El ego es poderosísimo. Es la identificación con el cuerpo, la mente, el nombre y la forma, con las descripciones de los demás sobre uno mismo y el yo idealizado, con las propias tendencias y proyecciones, con el sentimiento de individualidad y separación. Nadie puede vivir sin ego, pero el ego es provisional. Cuanto más ego, más vulnerabilidad y más autodefensa que nada defienden y las cuales terminan por aprisionar a uno mismo; cuanto menos ego, más dicha y menos miedo, más certidumbre e invulnerabilidad. El ego es la fuente del apego y puede legar a ser excepcionalmente voraz.
Cuando se vive al servicio del ego, no se presta ninguna atención y energía al propio ser.
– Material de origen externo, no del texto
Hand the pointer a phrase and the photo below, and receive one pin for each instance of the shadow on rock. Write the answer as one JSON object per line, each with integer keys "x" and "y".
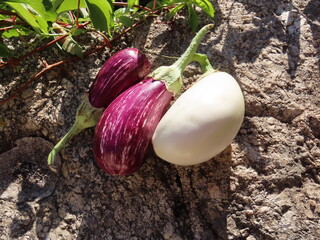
{"x": 26, "y": 182}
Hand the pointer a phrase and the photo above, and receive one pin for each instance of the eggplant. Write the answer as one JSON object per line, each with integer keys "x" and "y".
{"x": 124, "y": 69}
{"x": 202, "y": 122}
{"x": 121, "y": 71}
{"x": 125, "y": 129}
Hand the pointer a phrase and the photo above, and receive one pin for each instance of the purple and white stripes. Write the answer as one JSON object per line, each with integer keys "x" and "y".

Tanto se vive para la imagen que no se vive para uno mismo; tanto se empeña uno en afirmar el ego, que ignora su realidad interior; de tal manera engorada el yo social, que eclipsa el yo real. Cuando el ego se desmesura, da lugar a innumerables males: demanda neurótica de seguridad, afán de poseer y dominar, susceptibilidad y suspicacia, necesidad compulsiva de ser afirmado, considerado y elogiado; terror a ser negado, angustia de la separación, sentimiento intenso de soledad; afán desmedido pro alardear, narcisismo y egoísmo, accesos de ira al no obtener lo que uno quiere, resentimiento y rencor, ofuscación y percepción distorsionada y excesivo personalismo.